Homi: il punto vendita diventa appartamento

Al salone milanese degli stili di vita non solo prodotti

Homi, il salone milanese degli stili di vita, nuova veste della fiera di casalinghi e articoli da regalo, è una manifestazione che funziona e, aggiungiamo, potrebbe essere definita anche “il salone degli stili di vendita”. Sì, perché oltre a presentare oggetti e accessori per la casa con un efficace allestimento per aree ambientali (Living Habits per tavola, cucina, complementi e arredo, illuminazione; Home wellness per bagno, benessere e sport; etc), offre ai suoi visitatori professionali un calendario d’incontri formativi su temi attuali e dunque di una certa utilità. Almeno a giudicare da alcuni titoli, come ad esempio la serie di eventi “per capire e interpretare il nuovo consumatore” che affronta argomenti come la personalizzazione del punto vendita, o l’uso strategico e fidelizzante del punto cassa, o l’importanza dei social. Homi è fiera di riferimento di un canale distributivo – oggetti da regalo e i cosiddetti liste nozze – che conta circa 6000 punti vendita in Italia. Anche colpito da crisi, è sempre un network importante. E che potrebbe rivelare opportunità insospettate e nuovi modi (ma non troppo) di ripensare al negozio.

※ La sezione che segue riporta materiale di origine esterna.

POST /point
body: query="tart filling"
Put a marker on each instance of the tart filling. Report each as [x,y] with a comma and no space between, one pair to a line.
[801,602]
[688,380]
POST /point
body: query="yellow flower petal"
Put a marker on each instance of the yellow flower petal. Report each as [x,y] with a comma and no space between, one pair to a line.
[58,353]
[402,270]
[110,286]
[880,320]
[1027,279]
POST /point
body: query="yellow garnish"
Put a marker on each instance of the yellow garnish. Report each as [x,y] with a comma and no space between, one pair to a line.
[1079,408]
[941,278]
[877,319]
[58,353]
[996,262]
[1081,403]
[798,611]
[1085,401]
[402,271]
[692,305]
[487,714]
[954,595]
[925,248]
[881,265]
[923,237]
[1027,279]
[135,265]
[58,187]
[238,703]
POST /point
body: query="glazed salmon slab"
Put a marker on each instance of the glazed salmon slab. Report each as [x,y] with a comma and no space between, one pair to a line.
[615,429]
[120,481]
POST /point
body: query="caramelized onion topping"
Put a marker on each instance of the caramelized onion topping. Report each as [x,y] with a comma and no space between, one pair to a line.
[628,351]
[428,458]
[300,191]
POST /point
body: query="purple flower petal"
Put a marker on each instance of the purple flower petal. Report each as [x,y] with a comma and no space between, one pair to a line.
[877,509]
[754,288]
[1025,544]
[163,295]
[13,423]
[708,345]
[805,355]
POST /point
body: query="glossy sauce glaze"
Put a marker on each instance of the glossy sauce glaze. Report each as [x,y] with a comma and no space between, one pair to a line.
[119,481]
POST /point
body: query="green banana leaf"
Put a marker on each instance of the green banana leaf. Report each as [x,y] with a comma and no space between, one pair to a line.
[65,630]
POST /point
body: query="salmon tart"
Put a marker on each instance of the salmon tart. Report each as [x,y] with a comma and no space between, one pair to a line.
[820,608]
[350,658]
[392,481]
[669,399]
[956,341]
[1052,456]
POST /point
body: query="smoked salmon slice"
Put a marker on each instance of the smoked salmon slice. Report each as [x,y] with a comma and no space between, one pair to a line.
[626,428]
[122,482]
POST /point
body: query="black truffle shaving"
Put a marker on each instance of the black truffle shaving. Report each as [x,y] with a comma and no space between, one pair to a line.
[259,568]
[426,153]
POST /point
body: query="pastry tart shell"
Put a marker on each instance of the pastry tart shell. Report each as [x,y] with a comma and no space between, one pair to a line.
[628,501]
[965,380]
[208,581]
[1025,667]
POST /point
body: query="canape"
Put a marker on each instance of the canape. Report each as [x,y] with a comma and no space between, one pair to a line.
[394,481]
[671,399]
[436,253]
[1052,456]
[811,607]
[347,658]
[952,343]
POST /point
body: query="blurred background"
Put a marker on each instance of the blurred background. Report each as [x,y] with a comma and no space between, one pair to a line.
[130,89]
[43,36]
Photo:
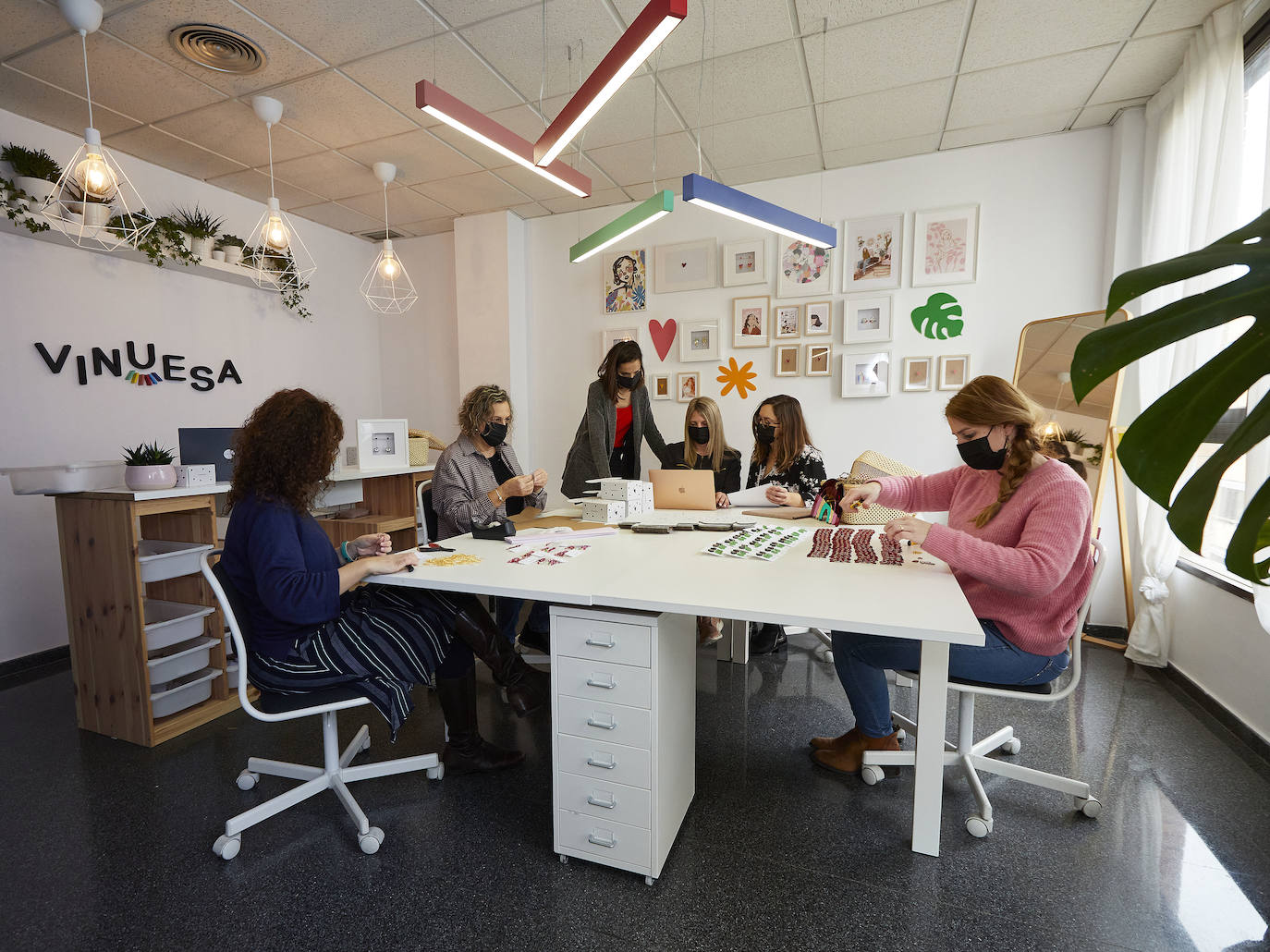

La nuova vita del negozio fisico

Una riflessione che devono aver fatto anche i fondatori di “Presso”, società che ha dato vita a un concept store davvero particolare; fondatori che abbiamo incontrato durante un evento in fiera, in cui fra i relatori invitati c’erano Sergio Grasso, amministratore delegato di Fratelli Guzzini, e il direttore marketing di Elica Group Edoardo Pontoni. Due aziende che hanno fatto dell’innovazione una voce stabile del loro bilancio. Bene, che si sono inventati questi di Presso? Un negozio allestito come una casa, dove i prodotti - elettrodomestici, oggetti e arredi, tutto insomma – possono essere toccati, analizzati e usati dai clienti. Più shopping experience di così. Gli spazi, intesi proprio come casa e stanze, si possono affittare a tempo, sia da aziende che da privati per organizzare incontri, feste, cene fra amici, cucinando e trovando sul posto tutto quello che serve, dal tavolo al forno, esattamente come a casa. E il cliente, utilizzando attrezzi e apparecchi per cucinare, o per vedere un film in compagnia, farà quell’esperienza fisica che è decisiva e spesso insostituibile nel processo d’acquisto. Ovvio che non tutti i punti vendita possono diventare appartamenti, ma lo spunto è sicuramente interessante, in linea con le indicazioni di molte ricerche e dichiarazioni dei manager presenti: il punto vendita fisico può diventare il luogo per eccellenza dove il cliente vuole concludere con soddisfazione il suo processo di acquisto, spesso maturato online.